How do I find the optimum flow rate for a GPC/SEC separation?
The following question and answer were taken from an article by Thorsten Hofe and Daniela Held (“Tips & Tricks: GPC/SEC”) that appeared in the June 2009 issue of LCGC Europe’s “The Column.”
Q: How do I find the optimum flow rate for a GPC/SEC separation?
A: It is a well-known fact that there is an optimum flow rate for the mobile phase at which the best resolution is achieved. The well-known van Deemter equation helps to select the proper flow rate in GPC/SEC. It is used to explain band broadening and relates to the height of a theoretical plate (which can also be seen as 1/plate number, N) to the flow. At the lowest point of the van Deemter curve (lowest plate height, H), the diffusion behavior of the sample through the column is at its optimum and the band broadening is minimized.
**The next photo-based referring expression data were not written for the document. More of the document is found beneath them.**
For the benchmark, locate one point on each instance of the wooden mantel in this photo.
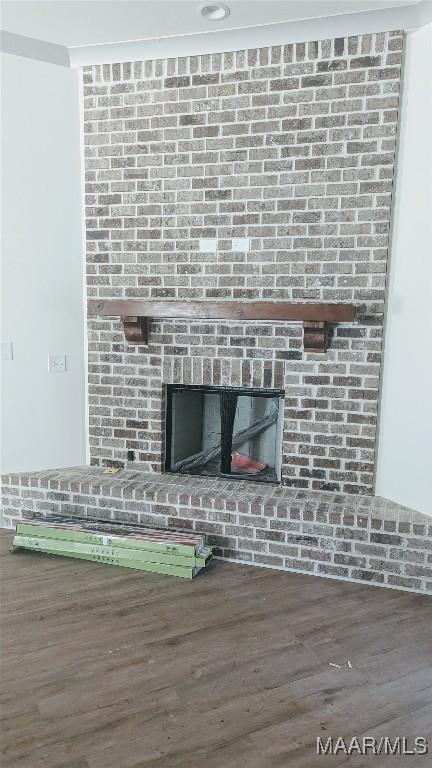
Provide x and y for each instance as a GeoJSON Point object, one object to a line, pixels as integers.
{"type": "Point", "coordinates": [136, 314]}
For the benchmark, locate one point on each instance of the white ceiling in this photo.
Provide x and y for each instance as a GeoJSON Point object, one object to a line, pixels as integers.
{"type": "Point", "coordinates": [77, 23]}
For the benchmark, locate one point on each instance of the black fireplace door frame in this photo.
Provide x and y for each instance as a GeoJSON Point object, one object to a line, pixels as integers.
{"type": "Point", "coordinates": [228, 403]}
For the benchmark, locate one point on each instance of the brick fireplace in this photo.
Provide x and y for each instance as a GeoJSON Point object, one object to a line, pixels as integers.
{"type": "Point", "coordinates": [251, 177]}
{"type": "Point", "coordinates": [290, 149]}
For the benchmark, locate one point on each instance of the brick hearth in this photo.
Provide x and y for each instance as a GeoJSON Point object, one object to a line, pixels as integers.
{"type": "Point", "coordinates": [353, 537]}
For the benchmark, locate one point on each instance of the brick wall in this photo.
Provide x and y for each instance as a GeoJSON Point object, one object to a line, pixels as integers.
{"type": "Point", "coordinates": [291, 147]}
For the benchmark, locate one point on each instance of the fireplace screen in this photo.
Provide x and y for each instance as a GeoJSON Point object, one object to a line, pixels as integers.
{"type": "Point", "coordinates": [230, 432]}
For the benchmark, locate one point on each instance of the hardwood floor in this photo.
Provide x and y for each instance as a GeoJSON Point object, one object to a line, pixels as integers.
{"type": "Point", "coordinates": [104, 667]}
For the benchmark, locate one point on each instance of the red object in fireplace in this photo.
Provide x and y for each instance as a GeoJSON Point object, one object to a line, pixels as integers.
{"type": "Point", "coordinates": [245, 464]}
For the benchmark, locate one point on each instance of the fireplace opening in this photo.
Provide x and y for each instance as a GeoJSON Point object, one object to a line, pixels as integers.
{"type": "Point", "coordinates": [224, 431]}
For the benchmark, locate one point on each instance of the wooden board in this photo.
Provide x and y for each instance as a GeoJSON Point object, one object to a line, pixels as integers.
{"type": "Point", "coordinates": [222, 310]}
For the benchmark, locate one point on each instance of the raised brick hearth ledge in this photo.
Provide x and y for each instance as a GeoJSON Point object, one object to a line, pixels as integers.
{"type": "Point", "coordinates": [361, 538]}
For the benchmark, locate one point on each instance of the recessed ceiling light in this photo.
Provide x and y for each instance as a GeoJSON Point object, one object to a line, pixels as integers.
{"type": "Point", "coordinates": [215, 11]}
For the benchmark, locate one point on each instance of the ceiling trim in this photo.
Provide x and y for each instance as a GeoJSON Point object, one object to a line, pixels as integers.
{"type": "Point", "coordinates": [408, 18]}
{"type": "Point", "coordinates": [32, 48]}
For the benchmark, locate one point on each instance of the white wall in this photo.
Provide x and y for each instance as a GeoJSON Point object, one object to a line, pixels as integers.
{"type": "Point", "coordinates": [404, 467]}
{"type": "Point", "coordinates": [43, 414]}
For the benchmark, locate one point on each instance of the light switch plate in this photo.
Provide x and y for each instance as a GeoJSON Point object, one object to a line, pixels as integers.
{"type": "Point", "coordinates": [57, 363]}
{"type": "Point", "coordinates": [241, 244]}
{"type": "Point", "coordinates": [7, 350]}
{"type": "Point", "coordinates": [208, 245]}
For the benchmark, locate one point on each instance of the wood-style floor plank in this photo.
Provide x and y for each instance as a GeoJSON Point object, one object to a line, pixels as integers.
{"type": "Point", "coordinates": [104, 667]}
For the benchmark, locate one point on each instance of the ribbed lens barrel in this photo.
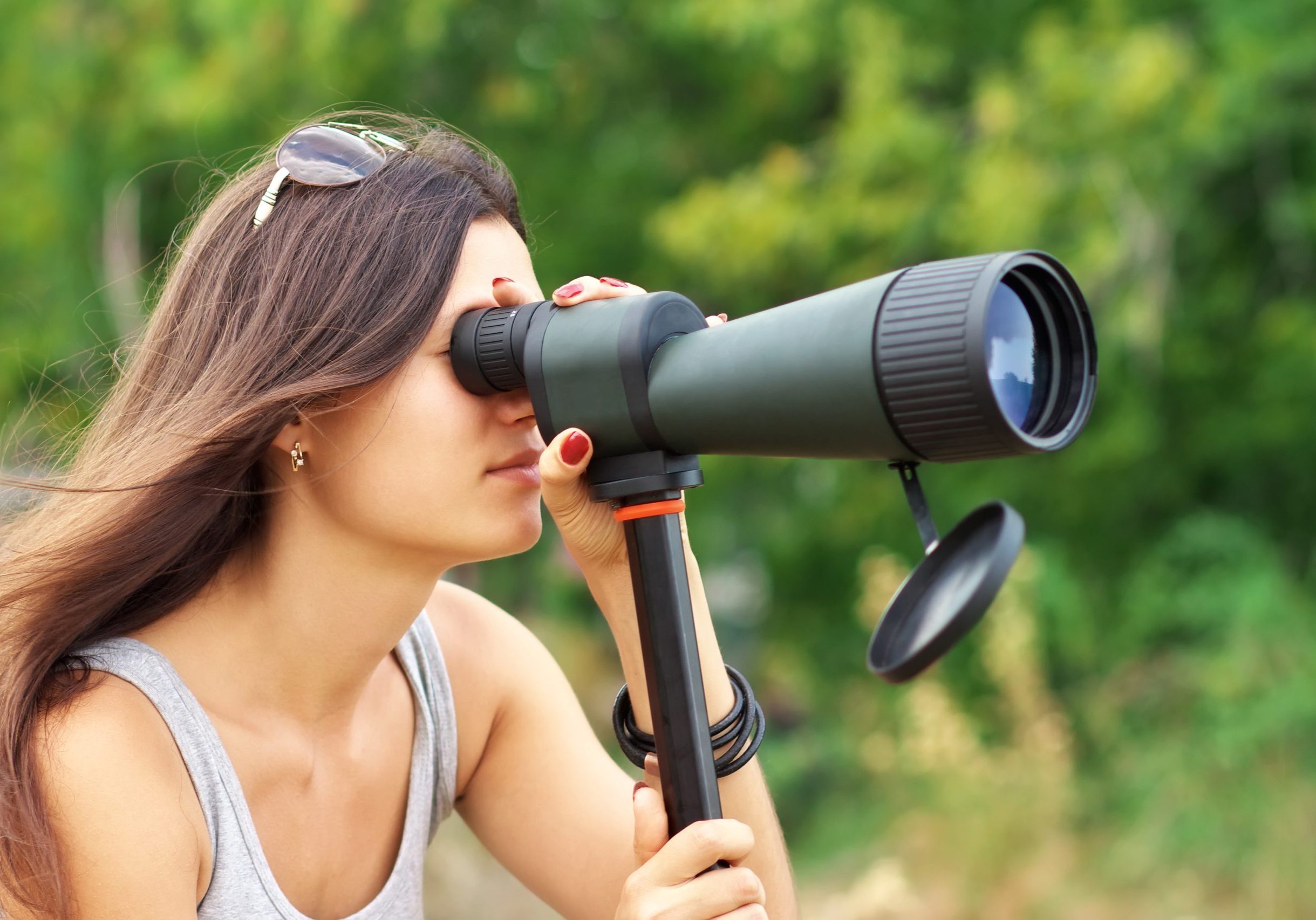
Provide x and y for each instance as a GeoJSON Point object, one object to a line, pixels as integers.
{"type": "Point", "coordinates": [986, 356]}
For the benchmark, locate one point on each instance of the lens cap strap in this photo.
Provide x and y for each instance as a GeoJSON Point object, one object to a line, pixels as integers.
{"type": "Point", "coordinates": [918, 503]}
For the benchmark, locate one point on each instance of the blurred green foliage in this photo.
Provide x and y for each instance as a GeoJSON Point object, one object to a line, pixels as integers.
{"type": "Point", "coordinates": [1147, 742]}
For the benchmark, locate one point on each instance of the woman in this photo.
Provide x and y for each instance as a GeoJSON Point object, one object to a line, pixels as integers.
{"type": "Point", "coordinates": [233, 682]}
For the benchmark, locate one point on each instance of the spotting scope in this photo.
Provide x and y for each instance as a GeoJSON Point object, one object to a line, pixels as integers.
{"type": "Point", "coordinates": [967, 359]}
{"type": "Point", "coordinates": [960, 360]}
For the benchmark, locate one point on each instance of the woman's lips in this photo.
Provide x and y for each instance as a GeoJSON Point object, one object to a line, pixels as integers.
{"type": "Point", "coordinates": [527, 476]}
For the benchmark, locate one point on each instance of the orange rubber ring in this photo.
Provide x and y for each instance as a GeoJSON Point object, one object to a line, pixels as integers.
{"type": "Point", "coordinates": [651, 510]}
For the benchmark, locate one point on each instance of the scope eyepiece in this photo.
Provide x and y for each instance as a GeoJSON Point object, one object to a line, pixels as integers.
{"type": "Point", "coordinates": [489, 348]}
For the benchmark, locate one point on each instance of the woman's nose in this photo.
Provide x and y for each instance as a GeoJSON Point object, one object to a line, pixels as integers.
{"type": "Point", "coordinates": [515, 404]}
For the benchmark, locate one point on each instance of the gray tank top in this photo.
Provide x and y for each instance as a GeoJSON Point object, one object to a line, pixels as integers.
{"type": "Point", "coordinates": [242, 886]}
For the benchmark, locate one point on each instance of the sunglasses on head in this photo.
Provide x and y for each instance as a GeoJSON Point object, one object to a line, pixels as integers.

The height H of the theoretical plate is given by:
H = A + B/n + C • n [1]
Where n is the velocity.
Three terms (A, B, and C) contribute to the van Deemter equation: The eddy diffusion (or eddy dispersion), the longitudinal diffusion of the solute while passing through the column, and the (interphase) mass transfer.
While eddy diffusion does not depend on n, longitudinal diffusion decreases with increasing n and mass transfer increases linearly with n.
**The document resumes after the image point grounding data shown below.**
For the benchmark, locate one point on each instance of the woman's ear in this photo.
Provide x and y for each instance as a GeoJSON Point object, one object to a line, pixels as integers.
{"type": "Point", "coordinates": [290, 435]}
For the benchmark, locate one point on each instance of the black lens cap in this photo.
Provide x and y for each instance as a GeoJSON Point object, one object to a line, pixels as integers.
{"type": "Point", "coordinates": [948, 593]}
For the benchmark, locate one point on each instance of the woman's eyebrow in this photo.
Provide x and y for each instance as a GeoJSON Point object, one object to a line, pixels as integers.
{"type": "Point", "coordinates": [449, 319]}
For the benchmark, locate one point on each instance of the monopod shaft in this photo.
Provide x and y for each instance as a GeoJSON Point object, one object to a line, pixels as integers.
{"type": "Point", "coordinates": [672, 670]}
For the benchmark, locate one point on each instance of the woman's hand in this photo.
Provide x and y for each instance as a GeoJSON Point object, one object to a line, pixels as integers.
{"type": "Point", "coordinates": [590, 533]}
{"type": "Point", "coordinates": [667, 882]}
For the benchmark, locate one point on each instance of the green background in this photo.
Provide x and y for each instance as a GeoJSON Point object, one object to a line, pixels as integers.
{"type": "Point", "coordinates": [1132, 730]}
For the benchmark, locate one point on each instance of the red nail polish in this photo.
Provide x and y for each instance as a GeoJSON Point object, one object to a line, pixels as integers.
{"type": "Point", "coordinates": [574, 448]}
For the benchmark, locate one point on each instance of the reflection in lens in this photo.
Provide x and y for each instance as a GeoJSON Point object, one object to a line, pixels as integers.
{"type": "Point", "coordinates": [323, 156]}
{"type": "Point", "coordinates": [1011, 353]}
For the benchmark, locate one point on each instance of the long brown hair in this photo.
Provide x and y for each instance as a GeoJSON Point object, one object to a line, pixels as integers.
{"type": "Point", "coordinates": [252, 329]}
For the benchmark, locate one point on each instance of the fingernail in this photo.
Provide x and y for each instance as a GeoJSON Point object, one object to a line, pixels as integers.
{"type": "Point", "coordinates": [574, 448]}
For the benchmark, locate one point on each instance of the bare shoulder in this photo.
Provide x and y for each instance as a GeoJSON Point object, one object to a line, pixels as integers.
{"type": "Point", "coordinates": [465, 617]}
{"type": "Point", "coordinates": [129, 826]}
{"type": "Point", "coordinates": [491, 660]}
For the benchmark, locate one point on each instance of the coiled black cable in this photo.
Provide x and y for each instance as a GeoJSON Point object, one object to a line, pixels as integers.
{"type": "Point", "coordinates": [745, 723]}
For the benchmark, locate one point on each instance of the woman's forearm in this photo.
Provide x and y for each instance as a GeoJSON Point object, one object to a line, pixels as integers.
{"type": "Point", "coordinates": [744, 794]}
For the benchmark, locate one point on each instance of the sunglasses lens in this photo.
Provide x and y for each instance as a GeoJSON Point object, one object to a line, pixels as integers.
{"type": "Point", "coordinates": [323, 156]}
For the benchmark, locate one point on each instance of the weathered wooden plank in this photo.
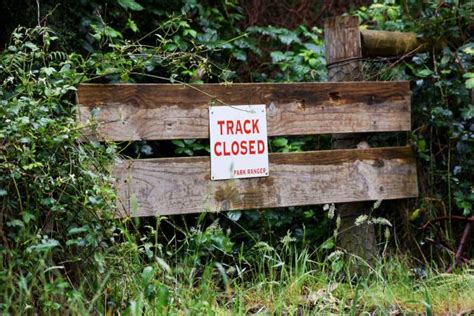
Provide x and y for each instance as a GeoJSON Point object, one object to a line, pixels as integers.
{"type": "Point", "coordinates": [182, 185]}
{"type": "Point", "coordinates": [165, 111]}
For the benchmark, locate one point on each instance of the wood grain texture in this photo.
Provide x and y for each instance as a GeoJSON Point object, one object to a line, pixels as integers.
{"type": "Point", "coordinates": [182, 185]}
{"type": "Point", "coordinates": [165, 111]}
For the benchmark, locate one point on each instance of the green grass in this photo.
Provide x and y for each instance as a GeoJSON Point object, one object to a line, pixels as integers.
{"type": "Point", "coordinates": [202, 274]}
{"type": "Point", "coordinates": [270, 285]}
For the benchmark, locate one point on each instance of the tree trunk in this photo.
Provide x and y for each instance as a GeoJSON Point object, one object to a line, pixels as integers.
{"type": "Point", "coordinates": [343, 53]}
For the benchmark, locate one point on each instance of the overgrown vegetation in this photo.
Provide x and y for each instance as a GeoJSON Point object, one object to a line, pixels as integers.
{"type": "Point", "coordinates": [61, 248]}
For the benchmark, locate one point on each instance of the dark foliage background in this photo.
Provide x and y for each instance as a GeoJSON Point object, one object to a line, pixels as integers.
{"type": "Point", "coordinates": [54, 209]}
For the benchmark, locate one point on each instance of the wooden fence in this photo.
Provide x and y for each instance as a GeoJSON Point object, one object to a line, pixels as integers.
{"type": "Point", "coordinates": [147, 187]}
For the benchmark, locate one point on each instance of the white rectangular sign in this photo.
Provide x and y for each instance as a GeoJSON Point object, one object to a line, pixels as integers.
{"type": "Point", "coordinates": [238, 141]}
However, the flow rate at the pump itself is not universal enough for a general description. To compare different column dimensions, the flow rate has to be normalized by the cross-sectional area of the column. Then the linear flow can be discussed. The following equation is used for transferring the linear flow into the flow rate set at the pump:
Linear flow (cm/min) = Volumetric flow rate (cm3/min)/Cross-sectional area (cm2) [2]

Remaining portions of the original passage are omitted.